First love. A love for always.
Bekkah was Nick’s first love. And in all her denial, she loved him too, adoringly at a distance.
Like most kids with special needs, Nick had a lot of love to give, his heart almost too big to fit in his towering stature. But his love for Bekkah was particularly special. Nick and Bekkah were connected in the way that only best friends can experience love.
This weekend I received the news that we lost Nick, 22. Profound sadness oozed from the wounds of my grief once again. Losing Nick meant I also lost another piece of Bekkah.
For the last eight years I’ve followed Nick and Bekkah’s other friends through their teachers’ Facebook posts and by their schools’ Friends Helping Friends Club. Bowling, summer camp, baseball games and trips to the state capital illumined with smiling faces of the kids with special needs and their buddies.

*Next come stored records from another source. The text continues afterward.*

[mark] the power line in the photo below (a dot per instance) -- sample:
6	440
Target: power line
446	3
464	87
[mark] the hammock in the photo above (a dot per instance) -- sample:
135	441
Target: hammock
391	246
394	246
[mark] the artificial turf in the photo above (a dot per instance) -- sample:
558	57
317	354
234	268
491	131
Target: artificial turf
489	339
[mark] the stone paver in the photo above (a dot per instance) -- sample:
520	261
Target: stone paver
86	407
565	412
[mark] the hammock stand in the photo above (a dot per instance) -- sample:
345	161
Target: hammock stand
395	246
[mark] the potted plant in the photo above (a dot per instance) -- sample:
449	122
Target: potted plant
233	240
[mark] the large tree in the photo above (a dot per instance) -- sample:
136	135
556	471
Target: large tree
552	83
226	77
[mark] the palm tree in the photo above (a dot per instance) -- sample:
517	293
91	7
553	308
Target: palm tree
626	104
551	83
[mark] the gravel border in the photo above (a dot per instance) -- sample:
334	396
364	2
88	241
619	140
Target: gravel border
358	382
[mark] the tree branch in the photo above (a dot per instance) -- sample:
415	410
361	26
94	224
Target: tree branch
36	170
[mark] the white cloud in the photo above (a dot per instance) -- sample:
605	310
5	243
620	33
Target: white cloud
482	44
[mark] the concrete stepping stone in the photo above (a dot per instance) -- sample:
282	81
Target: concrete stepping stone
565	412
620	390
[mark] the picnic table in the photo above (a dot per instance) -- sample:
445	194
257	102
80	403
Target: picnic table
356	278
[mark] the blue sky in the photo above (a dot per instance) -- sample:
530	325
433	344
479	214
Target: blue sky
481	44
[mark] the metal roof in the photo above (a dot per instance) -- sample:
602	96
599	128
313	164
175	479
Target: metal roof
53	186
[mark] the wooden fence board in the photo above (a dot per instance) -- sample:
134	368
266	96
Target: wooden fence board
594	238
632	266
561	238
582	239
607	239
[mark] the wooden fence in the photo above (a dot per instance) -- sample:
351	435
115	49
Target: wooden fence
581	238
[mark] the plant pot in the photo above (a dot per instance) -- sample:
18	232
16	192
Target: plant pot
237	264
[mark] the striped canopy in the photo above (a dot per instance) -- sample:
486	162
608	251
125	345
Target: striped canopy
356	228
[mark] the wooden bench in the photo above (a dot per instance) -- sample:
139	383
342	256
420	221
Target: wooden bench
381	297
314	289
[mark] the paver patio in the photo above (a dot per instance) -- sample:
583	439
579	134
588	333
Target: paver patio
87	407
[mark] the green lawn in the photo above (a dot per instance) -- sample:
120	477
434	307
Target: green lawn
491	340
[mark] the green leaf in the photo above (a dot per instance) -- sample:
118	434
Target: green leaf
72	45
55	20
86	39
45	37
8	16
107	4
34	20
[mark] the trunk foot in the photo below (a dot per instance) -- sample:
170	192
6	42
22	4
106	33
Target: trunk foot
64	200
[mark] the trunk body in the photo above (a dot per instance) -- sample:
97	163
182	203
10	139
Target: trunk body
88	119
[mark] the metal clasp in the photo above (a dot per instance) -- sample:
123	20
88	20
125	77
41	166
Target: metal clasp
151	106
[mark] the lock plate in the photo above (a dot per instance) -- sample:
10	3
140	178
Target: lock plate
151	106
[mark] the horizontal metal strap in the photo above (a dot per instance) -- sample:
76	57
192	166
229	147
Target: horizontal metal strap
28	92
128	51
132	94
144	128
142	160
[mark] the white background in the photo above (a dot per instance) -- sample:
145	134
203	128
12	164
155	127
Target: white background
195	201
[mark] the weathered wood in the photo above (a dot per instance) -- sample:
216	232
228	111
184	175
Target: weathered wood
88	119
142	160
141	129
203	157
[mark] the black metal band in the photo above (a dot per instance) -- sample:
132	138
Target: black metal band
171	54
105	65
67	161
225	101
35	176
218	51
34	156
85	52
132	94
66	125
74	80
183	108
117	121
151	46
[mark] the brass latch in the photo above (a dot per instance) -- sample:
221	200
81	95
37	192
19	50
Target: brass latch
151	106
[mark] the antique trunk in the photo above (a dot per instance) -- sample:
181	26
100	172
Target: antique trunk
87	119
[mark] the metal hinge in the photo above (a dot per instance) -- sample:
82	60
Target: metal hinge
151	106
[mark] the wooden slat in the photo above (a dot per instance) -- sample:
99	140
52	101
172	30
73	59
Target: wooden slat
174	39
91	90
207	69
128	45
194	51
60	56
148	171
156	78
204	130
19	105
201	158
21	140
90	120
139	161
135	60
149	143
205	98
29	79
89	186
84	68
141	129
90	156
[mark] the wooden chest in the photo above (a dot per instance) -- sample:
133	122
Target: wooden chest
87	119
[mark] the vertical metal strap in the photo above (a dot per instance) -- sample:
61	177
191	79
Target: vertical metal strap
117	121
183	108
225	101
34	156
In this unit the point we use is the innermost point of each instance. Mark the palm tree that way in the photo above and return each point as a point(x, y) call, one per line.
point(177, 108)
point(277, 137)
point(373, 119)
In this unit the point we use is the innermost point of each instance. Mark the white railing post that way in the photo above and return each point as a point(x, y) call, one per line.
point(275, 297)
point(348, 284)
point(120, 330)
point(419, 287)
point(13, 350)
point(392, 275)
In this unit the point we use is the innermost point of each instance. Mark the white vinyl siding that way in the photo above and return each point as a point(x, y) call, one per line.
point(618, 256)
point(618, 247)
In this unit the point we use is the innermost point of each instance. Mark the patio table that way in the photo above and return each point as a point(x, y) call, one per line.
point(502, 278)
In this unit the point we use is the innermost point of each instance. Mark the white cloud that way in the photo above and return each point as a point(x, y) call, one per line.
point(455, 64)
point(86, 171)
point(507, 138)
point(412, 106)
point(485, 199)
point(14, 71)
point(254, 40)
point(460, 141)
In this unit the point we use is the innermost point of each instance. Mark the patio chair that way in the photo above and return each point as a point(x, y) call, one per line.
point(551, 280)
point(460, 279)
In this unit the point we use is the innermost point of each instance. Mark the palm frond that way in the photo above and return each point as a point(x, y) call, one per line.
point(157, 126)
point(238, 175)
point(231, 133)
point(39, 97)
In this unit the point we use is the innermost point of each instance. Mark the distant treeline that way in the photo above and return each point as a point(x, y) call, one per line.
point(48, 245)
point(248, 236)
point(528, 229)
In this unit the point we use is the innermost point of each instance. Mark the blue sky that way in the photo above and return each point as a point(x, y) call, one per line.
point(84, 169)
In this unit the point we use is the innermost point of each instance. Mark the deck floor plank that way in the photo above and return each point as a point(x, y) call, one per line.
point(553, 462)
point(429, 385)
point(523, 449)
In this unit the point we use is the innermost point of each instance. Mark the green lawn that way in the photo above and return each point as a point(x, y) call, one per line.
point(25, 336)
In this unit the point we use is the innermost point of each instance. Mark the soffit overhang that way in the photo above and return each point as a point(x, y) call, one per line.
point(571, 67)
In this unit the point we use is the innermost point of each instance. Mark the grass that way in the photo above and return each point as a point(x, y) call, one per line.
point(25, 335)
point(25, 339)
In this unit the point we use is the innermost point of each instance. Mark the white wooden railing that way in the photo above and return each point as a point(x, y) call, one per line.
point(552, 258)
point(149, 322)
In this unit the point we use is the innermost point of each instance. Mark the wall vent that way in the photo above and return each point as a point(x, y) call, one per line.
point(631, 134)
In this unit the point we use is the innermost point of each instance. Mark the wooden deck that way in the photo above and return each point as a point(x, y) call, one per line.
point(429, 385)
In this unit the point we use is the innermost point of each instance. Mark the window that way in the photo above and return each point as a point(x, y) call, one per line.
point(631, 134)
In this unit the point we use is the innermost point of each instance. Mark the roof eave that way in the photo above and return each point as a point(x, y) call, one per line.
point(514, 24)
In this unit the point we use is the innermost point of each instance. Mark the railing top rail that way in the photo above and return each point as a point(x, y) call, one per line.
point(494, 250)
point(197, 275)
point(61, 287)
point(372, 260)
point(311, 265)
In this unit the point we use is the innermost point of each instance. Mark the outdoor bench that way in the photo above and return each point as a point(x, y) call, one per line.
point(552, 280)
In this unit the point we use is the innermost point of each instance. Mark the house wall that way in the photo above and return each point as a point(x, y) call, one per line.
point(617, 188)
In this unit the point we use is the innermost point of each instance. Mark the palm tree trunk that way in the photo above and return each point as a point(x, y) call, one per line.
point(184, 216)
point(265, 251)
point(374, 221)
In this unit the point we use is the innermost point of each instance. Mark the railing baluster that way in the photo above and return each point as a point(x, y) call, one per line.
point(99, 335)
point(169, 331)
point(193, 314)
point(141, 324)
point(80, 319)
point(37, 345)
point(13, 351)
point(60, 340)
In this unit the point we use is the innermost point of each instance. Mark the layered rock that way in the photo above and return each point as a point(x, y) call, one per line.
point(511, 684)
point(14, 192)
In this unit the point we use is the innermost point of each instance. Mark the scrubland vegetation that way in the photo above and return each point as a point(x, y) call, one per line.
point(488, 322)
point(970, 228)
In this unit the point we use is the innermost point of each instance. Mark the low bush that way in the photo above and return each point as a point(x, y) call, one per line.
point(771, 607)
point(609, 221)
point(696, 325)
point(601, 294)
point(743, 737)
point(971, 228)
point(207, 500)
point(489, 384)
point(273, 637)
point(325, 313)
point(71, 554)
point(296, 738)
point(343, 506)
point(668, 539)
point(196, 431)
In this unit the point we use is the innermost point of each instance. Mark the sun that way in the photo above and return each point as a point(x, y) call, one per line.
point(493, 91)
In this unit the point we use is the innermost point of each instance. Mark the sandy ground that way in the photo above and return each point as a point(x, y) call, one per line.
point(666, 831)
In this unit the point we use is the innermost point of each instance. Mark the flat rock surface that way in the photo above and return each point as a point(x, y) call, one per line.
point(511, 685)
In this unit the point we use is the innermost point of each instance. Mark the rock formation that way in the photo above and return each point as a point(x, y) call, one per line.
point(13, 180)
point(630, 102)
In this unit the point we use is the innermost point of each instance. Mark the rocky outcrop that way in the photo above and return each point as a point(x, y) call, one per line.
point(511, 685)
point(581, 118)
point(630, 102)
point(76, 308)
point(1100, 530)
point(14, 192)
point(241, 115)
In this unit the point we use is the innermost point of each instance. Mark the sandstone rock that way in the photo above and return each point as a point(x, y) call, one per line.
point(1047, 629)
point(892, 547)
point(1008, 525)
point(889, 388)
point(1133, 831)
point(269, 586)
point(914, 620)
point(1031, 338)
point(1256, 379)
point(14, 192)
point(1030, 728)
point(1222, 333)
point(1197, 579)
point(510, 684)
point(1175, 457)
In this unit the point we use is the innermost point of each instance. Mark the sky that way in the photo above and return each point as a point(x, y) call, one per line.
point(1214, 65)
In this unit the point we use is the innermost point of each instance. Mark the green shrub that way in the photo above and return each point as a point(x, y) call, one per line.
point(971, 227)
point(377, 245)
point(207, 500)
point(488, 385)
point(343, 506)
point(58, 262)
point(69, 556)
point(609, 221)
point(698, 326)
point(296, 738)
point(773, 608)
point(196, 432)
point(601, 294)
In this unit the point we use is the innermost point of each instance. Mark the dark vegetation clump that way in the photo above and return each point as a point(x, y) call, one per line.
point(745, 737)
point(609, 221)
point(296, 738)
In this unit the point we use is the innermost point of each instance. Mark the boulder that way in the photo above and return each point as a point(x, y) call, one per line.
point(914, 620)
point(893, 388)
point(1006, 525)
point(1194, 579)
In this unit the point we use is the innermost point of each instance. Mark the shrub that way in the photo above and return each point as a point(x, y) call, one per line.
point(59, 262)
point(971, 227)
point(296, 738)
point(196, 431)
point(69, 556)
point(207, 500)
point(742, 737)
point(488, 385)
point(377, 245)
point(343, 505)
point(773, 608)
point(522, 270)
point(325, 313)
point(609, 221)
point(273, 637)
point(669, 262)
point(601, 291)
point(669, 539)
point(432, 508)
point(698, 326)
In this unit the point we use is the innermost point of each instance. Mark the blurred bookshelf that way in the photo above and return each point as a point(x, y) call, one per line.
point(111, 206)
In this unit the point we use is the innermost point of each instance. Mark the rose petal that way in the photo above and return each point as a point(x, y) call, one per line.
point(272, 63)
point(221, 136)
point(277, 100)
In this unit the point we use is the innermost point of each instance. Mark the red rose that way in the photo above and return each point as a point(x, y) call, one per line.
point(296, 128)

For all the ills of social media, I’m grateful for keeping track of long-time friends, even when unexpected tragedy appears on my newsfeed.
As a woman who lost her teeenaged daughter in 2013, this tragedy reverberates deep within me. Women are built to withstand painful childbirth, but nothing ever prepares a mother for the egregious pain of losing her child. This kind of loss makes the strongest mothers buckle at their knees, whether they are walking in the deepest religious faith or don’t believe in anything at all.
I think belief in life after death can provide grieving mothers with the smallest hope and comfort that our children are somehow in a better place, especially for those children who suffered before death. If we don’t have hope, we are destined to shrivel up in fetal position and die right along with them.
I’ve been challenged lately to consider the notion of heaven. Some believe heaven is a mystical place in the clouds where harp-holding angels sing and judgment is cast upon on us as we meet our maker. Who truly knows what happens when we die? I like to think that we are privileged as humans to create heaven right here, where we are in our present day. Humans are pre-conditioned to judge others, but I also believe we are capable of connecting with others through love that can last an eternity, for as long as we are open to hold that love.
My greatest fear when Bekkah died was forgetting her voice, her smell, her laugh. Even after eight years, I’m relieved to have lost none of those pieces of her. Each of these is very distinct and retrievable at any moment, in part because I am still her mother. Because I am her mother and carried her in my womb for nine months, our souls are infinitely connected through love.
Although I don’t really know Nick’s mother, I feel Lola’s wretched heartache. That piercing, hitched breath of fresh grief is unforgettable. She can take comfort in knowing that her son’s love—his smile, his laugh, his gentle spirit—will be part of her for as long as she lives.
A child’s first love is their mother. And a mother’s love for her child is for always. That, I believe, is heaven in its purest form in the present tense.